11. It is possible that the holder of the exclusive position referred to above may abuse the market by fixing a price - for a service which it is alone in a position to provide - which is to the detriment of any person acquiring a motor vehicle imported from another Member State and subject to the approval procedure.

12. Such an abuse might lie, inter alia, in the imposition of a price which is excessive in relation to the economic value of the service provided, and which has the effect of curbing parallel imports by neutralizing the possibly more favourable level of prices applying in other sales areas in the Community, or by leading to unfair trade in the sense of Article 86 (2) (a).

13. However, the applicant maintains on this point that conduct complained of did not constitute an 'abuse' within the meaning of Article 86.

14. In order to demonstrate this point the applicant puts forward a number of arguments based on the actual circumstances in which the charge in question was imposed and, subsequently, largely refunded in the five cases referred to by the Commission.

15. The question whether the applicant abused its dominant position must be considered in the light of all the factors which gave rise to the decision of the Commission.

16. It is not disputed that in the five cases to which the Commission refers, and which arose between 15 March and 31 July 1973, the applicant imposed a charge which was excessive in relation to the economic value of the service provided by way of the approval procedure.

17. However, the applicant maintains on this point that the inspections which it carried out during this period represented an unusual activity on its part, in that it had only been made to assume responsibility for them as from 15 March 1973 when the State testing-stations were discharged from undertaking these same inspections.

18. As these inspections only constituted an occasional activity on the part of the applicant and one of minute importance in relation to the inspections which it normally carries out on the vehicles which it puts directly on the market and which are, therefore, manufactured in accordance with the standards imposed by Belgian legislation, the departments responsible applied the charge which was until then normal for the inspection of the vehicles which it imported.

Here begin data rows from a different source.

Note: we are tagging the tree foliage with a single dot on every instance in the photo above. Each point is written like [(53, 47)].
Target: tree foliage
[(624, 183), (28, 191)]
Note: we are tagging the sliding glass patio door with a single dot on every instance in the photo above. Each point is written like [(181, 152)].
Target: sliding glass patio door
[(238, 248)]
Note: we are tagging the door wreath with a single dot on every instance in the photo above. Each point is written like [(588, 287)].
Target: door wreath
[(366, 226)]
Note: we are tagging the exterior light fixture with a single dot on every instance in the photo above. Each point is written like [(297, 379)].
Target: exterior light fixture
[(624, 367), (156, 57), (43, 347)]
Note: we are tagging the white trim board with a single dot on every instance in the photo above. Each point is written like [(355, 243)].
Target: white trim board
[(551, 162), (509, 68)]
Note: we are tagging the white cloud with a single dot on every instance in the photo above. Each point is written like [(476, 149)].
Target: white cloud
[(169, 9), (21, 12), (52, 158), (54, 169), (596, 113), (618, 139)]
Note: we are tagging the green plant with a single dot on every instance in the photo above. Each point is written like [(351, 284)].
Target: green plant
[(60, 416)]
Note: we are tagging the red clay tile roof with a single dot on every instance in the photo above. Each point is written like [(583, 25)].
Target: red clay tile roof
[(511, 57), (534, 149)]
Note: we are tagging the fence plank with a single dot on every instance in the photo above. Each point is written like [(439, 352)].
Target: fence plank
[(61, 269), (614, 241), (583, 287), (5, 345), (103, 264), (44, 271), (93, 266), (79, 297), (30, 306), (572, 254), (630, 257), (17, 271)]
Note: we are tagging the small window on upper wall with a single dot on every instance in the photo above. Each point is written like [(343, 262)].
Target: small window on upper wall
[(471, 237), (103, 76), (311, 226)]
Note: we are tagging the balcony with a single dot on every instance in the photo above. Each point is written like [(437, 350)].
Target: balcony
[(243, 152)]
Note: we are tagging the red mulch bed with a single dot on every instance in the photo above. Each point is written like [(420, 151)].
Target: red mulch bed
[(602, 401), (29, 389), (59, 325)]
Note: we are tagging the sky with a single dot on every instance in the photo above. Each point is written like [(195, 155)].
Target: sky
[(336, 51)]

19. The applicant again draws attention to the fact that following the complaints made by the parties concerned it very quickly reduced the charge for the inspection of imported vehicles of European manufacture to a level which was more in line with the real cost of the operation and refunded the excess to the parties concerned, and that this took place before the Commission began its investigations.

20. This conduct on the part of the applicant, the truth of which is not contested by the Commission, cannot be regarded as an 'abuse' within the meaning of Article 86.

21. The applicant has given an adequate explanation of the circumstances in which, in order to meet a new responsibility transferred from the State testing-stations to the manufacturers or authorized agents of the different makes of motor car in Belgium, it applied, for an initial period, to European cars a rate which was normally applied to vehicles imported from America.

22. The absence of any abuse is also shown by the fact that very soon afterwards the applicant brought its rates into line with the real economic cost of the operation, that it bore the consequences of doing so by reimbursing those persons who had made complaints to it and that it did so before any intervention on the part of the Commission.

23. Although the decision in question may be explained by the Commission's wish to react energetically against any tendency to abuse what is clearly a dominant position, its intervention was unjustified in the actual temporal and factual circumstances in which it took place.

24. In these circumstances the contested decision must be annulled but the parties must bear their own costs.

25. Under Article 69 (3) of the rules of procedure, where the circumstances are exceptional, the Court may order the parties to bear their own costs in whole or in part.

THE COURT

Hereby :

1. Annuls the decision of the Commission of 19 December 1974 relating to a proceeding under Article 86 of the EEC treaty (IV-28.851-General Motors Continental) ;

2. Orders each party to bear its own costs.